Client’s Name: _____________________________________             Date: ________________

I consent to have the Micro Needling procedure performed at Beauty Redefined to improve my facial expression lines and or skin surface. The practice of medicine is not an exact science and no guarantees can be or have been made concerning expected results. I understand that several appointments may be necessary to complete the treatment.

Prior to Treatment:

·         No Retin-A product  applications 12 hours prior to your treatment.

·         No auto-immune therapies or products 12 hours prior to your treatment.

·         No prolonged sun exposure to the face 24 hours prior to your treatment. A Micro Needling treatment will not be administered on sunburned skin.

·         On the day of the treatment, please keep your face clean and do not apply makeup.

·         If an active or extreme breakout occurs before treatment, please consult your practitioner.

What can be expected after your treatment:

·         Immediately following your Micro Needling treatment, you will look as though you have a moderate to severe sunburn and your skin may feel warm and tighter than usual. This is normal and will subside after 1-2 hours and will normally recover within the same day or 24 hours. You may see slight redness after 24 hours but only in minimal areas or spots.

·         Your practitioner will prescribe post-treatment skincare after the treatment to help soothe, calm, and protect the skin. Continue to use for 3 days. Active skincare can be resumed again after Day 3.

Post-Instructions:

·         Clean- use a soothing cleanser or face wash with tepid water to cleanse the face for the following 48 hours and gently dry the treated skin. Always make sure that your hands are clean when touching the treated area.
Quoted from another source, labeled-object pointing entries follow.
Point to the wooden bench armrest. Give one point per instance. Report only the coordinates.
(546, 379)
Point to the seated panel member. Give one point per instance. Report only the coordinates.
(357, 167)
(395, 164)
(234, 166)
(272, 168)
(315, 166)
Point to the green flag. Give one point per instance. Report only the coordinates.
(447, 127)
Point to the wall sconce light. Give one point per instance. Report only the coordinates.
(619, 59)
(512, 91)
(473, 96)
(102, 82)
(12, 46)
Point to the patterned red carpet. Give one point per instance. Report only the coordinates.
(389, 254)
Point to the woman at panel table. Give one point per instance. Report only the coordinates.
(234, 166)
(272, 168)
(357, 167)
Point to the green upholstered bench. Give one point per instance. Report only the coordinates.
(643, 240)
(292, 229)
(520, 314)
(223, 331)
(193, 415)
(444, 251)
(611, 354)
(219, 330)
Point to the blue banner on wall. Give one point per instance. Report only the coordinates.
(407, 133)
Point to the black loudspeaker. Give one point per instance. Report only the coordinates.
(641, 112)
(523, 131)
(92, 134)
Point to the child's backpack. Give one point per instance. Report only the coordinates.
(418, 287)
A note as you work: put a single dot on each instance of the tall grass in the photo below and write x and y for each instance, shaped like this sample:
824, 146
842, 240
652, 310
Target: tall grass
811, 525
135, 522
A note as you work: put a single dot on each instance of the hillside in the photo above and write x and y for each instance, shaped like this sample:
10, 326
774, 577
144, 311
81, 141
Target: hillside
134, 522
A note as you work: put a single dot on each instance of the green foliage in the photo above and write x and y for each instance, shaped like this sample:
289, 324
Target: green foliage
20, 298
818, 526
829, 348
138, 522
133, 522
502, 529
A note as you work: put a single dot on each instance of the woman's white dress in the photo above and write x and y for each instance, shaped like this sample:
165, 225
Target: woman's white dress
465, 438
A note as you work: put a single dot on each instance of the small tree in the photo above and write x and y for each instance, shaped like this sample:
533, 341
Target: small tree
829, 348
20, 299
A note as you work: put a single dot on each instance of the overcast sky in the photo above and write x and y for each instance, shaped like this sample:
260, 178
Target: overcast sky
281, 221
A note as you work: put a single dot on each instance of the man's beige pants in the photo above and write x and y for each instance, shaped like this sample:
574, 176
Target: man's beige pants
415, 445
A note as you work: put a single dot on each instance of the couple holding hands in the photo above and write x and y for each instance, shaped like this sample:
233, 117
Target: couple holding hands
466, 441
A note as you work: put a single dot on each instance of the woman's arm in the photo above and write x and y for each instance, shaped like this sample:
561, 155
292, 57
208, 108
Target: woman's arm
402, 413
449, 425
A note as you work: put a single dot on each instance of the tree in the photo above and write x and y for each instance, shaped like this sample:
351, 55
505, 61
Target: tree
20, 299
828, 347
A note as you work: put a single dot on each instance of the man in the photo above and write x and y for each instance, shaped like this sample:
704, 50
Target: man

·         Heal- Copper-based skincare is recommended post-treatment as the mineral properties are ideal to help heal the skin, but will also create a sterile skin, too.

·         Hydrate- Following your Micro Needling treatment, your skin may feel drier than normal. Hyaluronic Acid is an ideal ingredient to hydrate and restore the skin back to perfect balance.

·         Stimulate- In the days following your Micro Needling treatment, and as the skin starts to regenerate, collagen stimulating peptides are ideal to continue the stimulation.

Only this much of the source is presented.